Question

Integration help!

Answer 1

\[\int\limits_{1}^{\infty}dx/(x^5(e^{1/x}-1))\]

Answer 2

wut grade r u in

Answer 3

first year university

Answer 4

Doesn't look like an analytic solution. It can be solved by series, or numerical.
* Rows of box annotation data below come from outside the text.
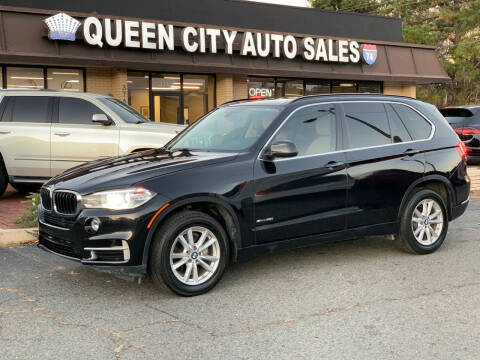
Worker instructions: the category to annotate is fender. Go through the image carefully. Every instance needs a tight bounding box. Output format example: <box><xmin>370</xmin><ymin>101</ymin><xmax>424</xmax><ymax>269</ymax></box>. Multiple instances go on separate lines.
<box><xmin>397</xmin><ymin>175</ymin><xmax>456</xmax><ymax>219</ymax></box>
<box><xmin>142</xmin><ymin>195</ymin><xmax>242</xmax><ymax>265</ymax></box>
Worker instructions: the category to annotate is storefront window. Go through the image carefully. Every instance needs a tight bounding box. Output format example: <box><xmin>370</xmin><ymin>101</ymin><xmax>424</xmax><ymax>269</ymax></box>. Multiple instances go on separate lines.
<box><xmin>332</xmin><ymin>80</ymin><xmax>357</xmax><ymax>94</ymax></box>
<box><xmin>305</xmin><ymin>80</ymin><xmax>330</xmax><ymax>95</ymax></box>
<box><xmin>275</xmin><ymin>79</ymin><xmax>303</xmax><ymax>98</ymax></box>
<box><xmin>358</xmin><ymin>81</ymin><xmax>382</xmax><ymax>93</ymax></box>
<box><xmin>7</xmin><ymin>66</ymin><xmax>45</xmax><ymax>89</ymax></box>
<box><xmin>183</xmin><ymin>75</ymin><xmax>215</xmax><ymax>124</ymax></box>
<box><xmin>247</xmin><ymin>77</ymin><xmax>275</xmax><ymax>99</ymax></box>
<box><xmin>47</xmin><ymin>68</ymin><xmax>84</xmax><ymax>92</ymax></box>
<box><xmin>127</xmin><ymin>71</ymin><xmax>150</xmax><ymax>119</ymax></box>
<box><xmin>152</xmin><ymin>73</ymin><xmax>181</xmax><ymax>92</ymax></box>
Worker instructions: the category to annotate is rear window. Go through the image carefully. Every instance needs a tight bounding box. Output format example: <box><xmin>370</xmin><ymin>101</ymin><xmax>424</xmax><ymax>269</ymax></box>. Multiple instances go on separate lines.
<box><xmin>440</xmin><ymin>108</ymin><xmax>473</xmax><ymax>118</ymax></box>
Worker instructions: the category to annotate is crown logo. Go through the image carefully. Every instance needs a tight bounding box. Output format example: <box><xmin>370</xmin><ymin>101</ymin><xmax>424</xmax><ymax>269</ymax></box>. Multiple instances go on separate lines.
<box><xmin>44</xmin><ymin>13</ymin><xmax>81</xmax><ymax>41</ymax></box>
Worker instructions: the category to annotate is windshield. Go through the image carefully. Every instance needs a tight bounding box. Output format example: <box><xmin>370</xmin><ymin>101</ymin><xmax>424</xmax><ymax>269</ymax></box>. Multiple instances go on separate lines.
<box><xmin>99</xmin><ymin>98</ymin><xmax>150</xmax><ymax>124</ymax></box>
<box><xmin>168</xmin><ymin>105</ymin><xmax>282</xmax><ymax>151</ymax></box>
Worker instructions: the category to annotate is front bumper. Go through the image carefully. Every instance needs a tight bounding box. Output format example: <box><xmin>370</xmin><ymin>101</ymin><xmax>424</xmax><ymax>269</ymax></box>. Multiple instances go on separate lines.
<box><xmin>38</xmin><ymin>202</ymin><xmax>163</xmax><ymax>272</ymax></box>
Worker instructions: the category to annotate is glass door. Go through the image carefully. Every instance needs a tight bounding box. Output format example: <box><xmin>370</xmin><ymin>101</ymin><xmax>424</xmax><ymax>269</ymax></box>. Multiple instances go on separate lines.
<box><xmin>150</xmin><ymin>92</ymin><xmax>184</xmax><ymax>124</ymax></box>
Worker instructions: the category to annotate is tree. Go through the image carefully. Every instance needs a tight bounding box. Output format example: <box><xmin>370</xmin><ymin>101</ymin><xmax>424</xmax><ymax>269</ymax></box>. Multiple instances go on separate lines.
<box><xmin>312</xmin><ymin>0</ymin><xmax>480</xmax><ymax>106</ymax></box>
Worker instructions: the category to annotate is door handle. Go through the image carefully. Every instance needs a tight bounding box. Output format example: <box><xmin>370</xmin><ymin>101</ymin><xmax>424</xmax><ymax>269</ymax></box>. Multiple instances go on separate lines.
<box><xmin>403</xmin><ymin>149</ymin><xmax>420</xmax><ymax>156</ymax></box>
<box><xmin>325</xmin><ymin>161</ymin><xmax>345</xmax><ymax>169</ymax></box>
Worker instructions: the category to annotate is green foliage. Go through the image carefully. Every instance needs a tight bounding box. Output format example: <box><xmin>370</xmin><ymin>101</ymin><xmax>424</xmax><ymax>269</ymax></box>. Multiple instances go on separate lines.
<box><xmin>14</xmin><ymin>193</ymin><xmax>40</xmax><ymax>227</ymax></box>
<box><xmin>311</xmin><ymin>0</ymin><xmax>480</xmax><ymax>106</ymax></box>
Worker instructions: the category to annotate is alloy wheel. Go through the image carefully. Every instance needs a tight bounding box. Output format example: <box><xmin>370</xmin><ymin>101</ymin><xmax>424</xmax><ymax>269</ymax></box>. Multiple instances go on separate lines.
<box><xmin>411</xmin><ymin>198</ymin><xmax>444</xmax><ymax>246</ymax></box>
<box><xmin>170</xmin><ymin>226</ymin><xmax>221</xmax><ymax>285</ymax></box>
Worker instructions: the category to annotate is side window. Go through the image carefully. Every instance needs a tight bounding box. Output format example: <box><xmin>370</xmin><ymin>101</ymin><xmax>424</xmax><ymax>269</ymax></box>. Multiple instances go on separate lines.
<box><xmin>392</xmin><ymin>104</ymin><xmax>432</xmax><ymax>140</ymax></box>
<box><xmin>11</xmin><ymin>96</ymin><xmax>50</xmax><ymax>123</ymax></box>
<box><xmin>385</xmin><ymin>104</ymin><xmax>412</xmax><ymax>143</ymax></box>
<box><xmin>58</xmin><ymin>97</ymin><xmax>104</xmax><ymax>125</ymax></box>
<box><xmin>343</xmin><ymin>102</ymin><xmax>392</xmax><ymax>148</ymax></box>
<box><xmin>273</xmin><ymin>104</ymin><xmax>337</xmax><ymax>156</ymax></box>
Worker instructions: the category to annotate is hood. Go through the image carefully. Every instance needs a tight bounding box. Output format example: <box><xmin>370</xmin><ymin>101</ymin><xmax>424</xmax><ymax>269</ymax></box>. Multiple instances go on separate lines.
<box><xmin>122</xmin><ymin>121</ymin><xmax>187</xmax><ymax>136</ymax></box>
<box><xmin>45</xmin><ymin>149</ymin><xmax>237</xmax><ymax>194</ymax></box>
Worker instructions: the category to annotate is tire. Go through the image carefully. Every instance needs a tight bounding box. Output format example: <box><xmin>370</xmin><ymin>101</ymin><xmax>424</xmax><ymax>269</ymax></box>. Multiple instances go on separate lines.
<box><xmin>395</xmin><ymin>189</ymin><xmax>448</xmax><ymax>255</ymax></box>
<box><xmin>10</xmin><ymin>183</ymin><xmax>42</xmax><ymax>193</ymax></box>
<box><xmin>0</xmin><ymin>161</ymin><xmax>8</xmax><ymax>196</ymax></box>
<box><xmin>149</xmin><ymin>211</ymin><xmax>229</xmax><ymax>296</ymax></box>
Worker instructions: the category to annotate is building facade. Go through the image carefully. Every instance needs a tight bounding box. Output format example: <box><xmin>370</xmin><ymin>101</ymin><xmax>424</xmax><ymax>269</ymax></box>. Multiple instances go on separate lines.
<box><xmin>0</xmin><ymin>0</ymin><xmax>449</xmax><ymax>124</ymax></box>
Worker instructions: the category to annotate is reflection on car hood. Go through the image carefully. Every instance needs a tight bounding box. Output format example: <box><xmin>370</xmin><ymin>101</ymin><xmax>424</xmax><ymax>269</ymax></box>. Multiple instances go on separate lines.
<box><xmin>46</xmin><ymin>149</ymin><xmax>237</xmax><ymax>194</ymax></box>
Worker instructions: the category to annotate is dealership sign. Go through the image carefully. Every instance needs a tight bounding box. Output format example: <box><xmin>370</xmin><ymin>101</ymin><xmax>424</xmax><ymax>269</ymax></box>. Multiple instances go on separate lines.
<box><xmin>45</xmin><ymin>13</ymin><xmax>377</xmax><ymax>65</ymax></box>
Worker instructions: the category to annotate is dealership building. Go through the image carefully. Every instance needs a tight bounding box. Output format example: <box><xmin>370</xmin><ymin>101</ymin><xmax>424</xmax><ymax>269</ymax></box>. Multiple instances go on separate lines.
<box><xmin>0</xmin><ymin>0</ymin><xmax>449</xmax><ymax>123</ymax></box>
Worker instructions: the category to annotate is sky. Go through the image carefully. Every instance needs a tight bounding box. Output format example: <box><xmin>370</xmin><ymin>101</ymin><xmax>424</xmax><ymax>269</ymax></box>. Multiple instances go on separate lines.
<box><xmin>246</xmin><ymin>0</ymin><xmax>308</xmax><ymax>6</ymax></box>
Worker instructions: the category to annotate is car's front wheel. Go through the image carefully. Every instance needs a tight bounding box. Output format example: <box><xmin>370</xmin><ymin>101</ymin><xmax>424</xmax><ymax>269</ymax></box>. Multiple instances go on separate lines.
<box><xmin>396</xmin><ymin>189</ymin><xmax>448</xmax><ymax>254</ymax></box>
<box><xmin>0</xmin><ymin>161</ymin><xmax>8</xmax><ymax>196</ymax></box>
<box><xmin>149</xmin><ymin>211</ymin><xmax>229</xmax><ymax>296</ymax></box>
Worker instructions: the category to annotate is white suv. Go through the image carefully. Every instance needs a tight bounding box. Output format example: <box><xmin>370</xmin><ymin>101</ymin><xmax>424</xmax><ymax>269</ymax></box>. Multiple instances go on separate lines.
<box><xmin>0</xmin><ymin>90</ymin><xmax>185</xmax><ymax>196</ymax></box>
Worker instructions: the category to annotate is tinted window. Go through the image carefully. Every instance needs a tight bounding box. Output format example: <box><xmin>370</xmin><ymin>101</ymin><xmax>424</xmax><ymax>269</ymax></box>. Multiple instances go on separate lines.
<box><xmin>385</xmin><ymin>104</ymin><xmax>412</xmax><ymax>143</ymax></box>
<box><xmin>273</xmin><ymin>104</ymin><xmax>337</xmax><ymax>156</ymax></box>
<box><xmin>58</xmin><ymin>97</ymin><xmax>104</xmax><ymax>125</ymax></box>
<box><xmin>343</xmin><ymin>102</ymin><xmax>392</xmax><ymax>148</ymax></box>
<box><xmin>11</xmin><ymin>96</ymin><xmax>50</xmax><ymax>123</ymax></box>
<box><xmin>392</xmin><ymin>104</ymin><xmax>432</xmax><ymax>140</ymax></box>
<box><xmin>168</xmin><ymin>105</ymin><xmax>283</xmax><ymax>151</ymax></box>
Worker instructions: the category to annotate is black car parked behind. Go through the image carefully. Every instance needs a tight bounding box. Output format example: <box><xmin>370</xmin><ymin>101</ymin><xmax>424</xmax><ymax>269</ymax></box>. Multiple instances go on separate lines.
<box><xmin>39</xmin><ymin>95</ymin><xmax>470</xmax><ymax>295</ymax></box>
<box><xmin>440</xmin><ymin>106</ymin><xmax>480</xmax><ymax>164</ymax></box>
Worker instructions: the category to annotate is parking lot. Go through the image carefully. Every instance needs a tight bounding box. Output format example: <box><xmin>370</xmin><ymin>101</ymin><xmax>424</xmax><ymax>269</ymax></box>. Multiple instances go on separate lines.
<box><xmin>0</xmin><ymin>199</ymin><xmax>480</xmax><ymax>359</ymax></box>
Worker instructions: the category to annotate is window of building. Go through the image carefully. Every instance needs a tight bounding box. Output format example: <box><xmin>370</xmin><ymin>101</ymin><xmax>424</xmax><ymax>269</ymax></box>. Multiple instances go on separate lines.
<box><xmin>152</xmin><ymin>73</ymin><xmax>182</xmax><ymax>92</ymax></box>
<box><xmin>247</xmin><ymin>76</ymin><xmax>275</xmax><ymax>99</ymax></box>
<box><xmin>343</xmin><ymin>102</ymin><xmax>392</xmax><ymax>148</ymax></box>
<box><xmin>305</xmin><ymin>80</ymin><xmax>330</xmax><ymax>95</ymax></box>
<box><xmin>274</xmin><ymin>104</ymin><xmax>337</xmax><ymax>156</ymax></box>
<box><xmin>47</xmin><ymin>68</ymin><xmax>85</xmax><ymax>92</ymax></box>
<box><xmin>392</xmin><ymin>104</ymin><xmax>432</xmax><ymax>140</ymax></box>
<box><xmin>358</xmin><ymin>81</ymin><xmax>382</xmax><ymax>93</ymax></box>
<box><xmin>58</xmin><ymin>97</ymin><xmax>105</xmax><ymax>125</ymax></box>
<box><xmin>183</xmin><ymin>75</ymin><xmax>215</xmax><ymax>124</ymax></box>
<box><xmin>9</xmin><ymin>96</ymin><xmax>50</xmax><ymax>123</ymax></box>
<box><xmin>275</xmin><ymin>79</ymin><xmax>304</xmax><ymax>98</ymax></box>
<box><xmin>7</xmin><ymin>66</ymin><xmax>45</xmax><ymax>89</ymax></box>
<box><xmin>332</xmin><ymin>80</ymin><xmax>357</xmax><ymax>94</ymax></box>
<box><xmin>127</xmin><ymin>71</ymin><xmax>150</xmax><ymax>119</ymax></box>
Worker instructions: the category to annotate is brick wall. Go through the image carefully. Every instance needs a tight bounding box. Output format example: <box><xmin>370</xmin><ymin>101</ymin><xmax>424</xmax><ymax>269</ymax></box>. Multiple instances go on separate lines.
<box><xmin>383</xmin><ymin>81</ymin><xmax>417</xmax><ymax>98</ymax></box>
<box><xmin>87</xmin><ymin>68</ymin><xmax>128</xmax><ymax>102</ymax></box>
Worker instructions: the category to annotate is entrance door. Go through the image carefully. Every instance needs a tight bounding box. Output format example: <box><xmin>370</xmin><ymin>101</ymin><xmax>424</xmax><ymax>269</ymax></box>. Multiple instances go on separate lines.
<box><xmin>151</xmin><ymin>92</ymin><xmax>184</xmax><ymax>124</ymax></box>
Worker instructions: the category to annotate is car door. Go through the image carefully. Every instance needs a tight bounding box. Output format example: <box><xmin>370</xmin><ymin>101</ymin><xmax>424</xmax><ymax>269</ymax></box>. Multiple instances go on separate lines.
<box><xmin>0</xmin><ymin>95</ymin><xmax>53</xmax><ymax>181</ymax></box>
<box><xmin>51</xmin><ymin>97</ymin><xmax>120</xmax><ymax>176</ymax></box>
<box><xmin>253</xmin><ymin>104</ymin><xmax>347</xmax><ymax>243</ymax></box>
<box><xmin>342</xmin><ymin>102</ymin><xmax>425</xmax><ymax>228</ymax></box>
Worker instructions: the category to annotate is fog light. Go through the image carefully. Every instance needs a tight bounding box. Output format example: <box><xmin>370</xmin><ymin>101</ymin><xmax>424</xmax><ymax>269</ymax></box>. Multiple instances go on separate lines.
<box><xmin>85</xmin><ymin>217</ymin><xmax>101</xmax><ymax>234</ymax></box>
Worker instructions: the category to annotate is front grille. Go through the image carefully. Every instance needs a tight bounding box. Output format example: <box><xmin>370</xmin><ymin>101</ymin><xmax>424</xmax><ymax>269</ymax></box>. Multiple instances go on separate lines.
<box><xmin>53</xmin><ymin>190</ymin><xmax>77</xmax><ymax>215</ymax></box>
<box><xmin>38</xmin><ymin>235</ymin><xmax>80</xmax><ymax>259</ymax></box>
<box><xmin>43</xmin><ymin>213</ymin><xmax>75</xmax><ymax>229</ymax></box>
<box><xmin>40</xmin><ymin>188</ymin><xmax>52</xmax><ymax>211</ymax></box>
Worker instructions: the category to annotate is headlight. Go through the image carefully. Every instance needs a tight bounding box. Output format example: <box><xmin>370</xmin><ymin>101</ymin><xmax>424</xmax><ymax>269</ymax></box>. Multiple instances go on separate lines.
<box><xmin>82</xmin><ymin>187</ymin><xmax>156</xmax><ymax>210</ymax></box>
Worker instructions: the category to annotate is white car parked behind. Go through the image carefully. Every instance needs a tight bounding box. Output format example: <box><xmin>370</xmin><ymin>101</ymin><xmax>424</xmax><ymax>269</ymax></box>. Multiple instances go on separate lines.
<box><xmin>0</xmin><ymin>90</ymin><xmax>185</xmax><ymax>195</ymax></box>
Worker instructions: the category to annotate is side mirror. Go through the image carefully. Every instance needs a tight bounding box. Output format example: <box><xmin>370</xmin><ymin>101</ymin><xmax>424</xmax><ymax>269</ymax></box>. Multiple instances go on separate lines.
<box><xmin>92</xmin><ymin>114</ymin><xmax>113</xmax><ymax>126</ymax></box>
<box><xmin>265</xmin><ymin>140</ymin><xmax>298</xmax><ymax>160</ymax></box>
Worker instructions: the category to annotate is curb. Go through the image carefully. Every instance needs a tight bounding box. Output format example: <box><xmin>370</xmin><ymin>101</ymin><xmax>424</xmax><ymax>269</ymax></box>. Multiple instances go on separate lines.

Are you in any of these?

Answer 5

show that \[e^t \ge 1+t\] for \[t \ge0\] hence explain briefly why the integral must converge.

Answer 6

By MacLaurin's expansion,
\( e^t \) = 1+t/1!+t^2/2!+t^3/3! +...
=>
\( e^t \ge \) 1+t for t\( \gt 0 \)
This means that
\( e^t-1 \ge \) 1+t-1 =t for t\( \gt 0 \)
or
\( 1/(e^t-1) \le \) 1/t for t\( \gt 0 \)
therefore
I < integral of 1/x^6

Answer 7

and
\[\int\limits_{1}^{\infty} \frac{dx}{x^6} \ = \ \frac{1}{5}\]

Answer 8

i dont think we can use MacLaurin's expansion though

Answer 9

Then you can show that e^t=1 when t=0.
and d(e^t)/dt >1 for t>0, therefore
e^t-1 >0 for t>0.

Answer 10

ok thanks